The "silent majority" was mentioned by President Nixon in 1969, who labeled middle Americans who weren't protesting the Vietnam war or joining the counter culture — two activities being over-reported by the media of the day. The silent majority didn't speak up much but respected traditional American values with a good-natured approach to political issues.
They were silent, but they voted. In 1972, Nixon was re-elected with one of the largest landslides in U.S. history — 520 electoral votes to only 17 for McGovern.
Today, most Americans focus on work and family and trust that our elected officials will work for us, and if they don't, the folks who pay attention to such stuff will vote them out.
But after five years of hysteria over Donald Trump, the media have hyped so many radical liberal causes to the point where many conservative Americans feel they are an endangered minority. If we speak up, we feel we will be ridiculed or ostracized by our friends and co-workers or even lose our jobs.

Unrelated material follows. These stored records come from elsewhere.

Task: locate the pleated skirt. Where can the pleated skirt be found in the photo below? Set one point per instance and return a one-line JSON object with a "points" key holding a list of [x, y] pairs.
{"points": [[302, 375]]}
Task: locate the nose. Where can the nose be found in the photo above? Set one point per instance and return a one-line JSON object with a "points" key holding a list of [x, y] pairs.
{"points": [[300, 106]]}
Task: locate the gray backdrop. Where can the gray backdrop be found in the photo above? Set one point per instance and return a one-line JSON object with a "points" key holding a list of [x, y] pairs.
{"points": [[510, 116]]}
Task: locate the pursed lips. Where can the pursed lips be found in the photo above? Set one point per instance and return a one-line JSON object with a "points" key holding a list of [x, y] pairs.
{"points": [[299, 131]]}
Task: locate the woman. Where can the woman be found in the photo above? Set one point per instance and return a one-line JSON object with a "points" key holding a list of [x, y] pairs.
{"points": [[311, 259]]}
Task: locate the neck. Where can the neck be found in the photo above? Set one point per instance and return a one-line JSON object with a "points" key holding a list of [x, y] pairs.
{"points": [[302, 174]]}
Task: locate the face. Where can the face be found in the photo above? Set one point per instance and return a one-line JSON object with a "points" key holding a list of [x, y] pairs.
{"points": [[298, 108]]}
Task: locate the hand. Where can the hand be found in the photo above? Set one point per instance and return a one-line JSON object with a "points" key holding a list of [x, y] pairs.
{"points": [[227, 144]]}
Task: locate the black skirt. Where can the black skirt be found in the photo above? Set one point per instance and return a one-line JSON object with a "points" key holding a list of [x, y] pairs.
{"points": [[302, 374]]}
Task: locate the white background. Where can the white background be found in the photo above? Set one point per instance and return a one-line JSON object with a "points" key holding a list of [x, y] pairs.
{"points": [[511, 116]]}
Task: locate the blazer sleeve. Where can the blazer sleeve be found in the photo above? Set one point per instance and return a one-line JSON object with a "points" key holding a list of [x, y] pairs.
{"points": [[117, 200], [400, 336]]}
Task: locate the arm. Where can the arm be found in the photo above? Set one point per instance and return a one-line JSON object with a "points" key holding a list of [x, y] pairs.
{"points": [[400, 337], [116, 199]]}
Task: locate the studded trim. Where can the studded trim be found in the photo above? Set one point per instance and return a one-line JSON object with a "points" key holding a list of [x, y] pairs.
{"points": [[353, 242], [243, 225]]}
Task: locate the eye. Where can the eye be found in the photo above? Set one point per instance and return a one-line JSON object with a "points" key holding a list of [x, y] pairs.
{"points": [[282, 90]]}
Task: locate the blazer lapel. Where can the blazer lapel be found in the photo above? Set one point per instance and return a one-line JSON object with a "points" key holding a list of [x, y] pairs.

People with conservative bumper stickers have had their cars vandalized, and those wearing patriotic clothing have been harassed and physically assaulted.
There are so many issues that face us that we can easily be overwhelmed and simply give up on political discourse, which furthers the idea that liberals rule the day.
But the silent majority in the United States is waking up — not in a uniform manner, but on an issue-by-issue basis. They know what their eyes are seeing on the nightly news, and they aren't fooled one bit by blatant liberal spin.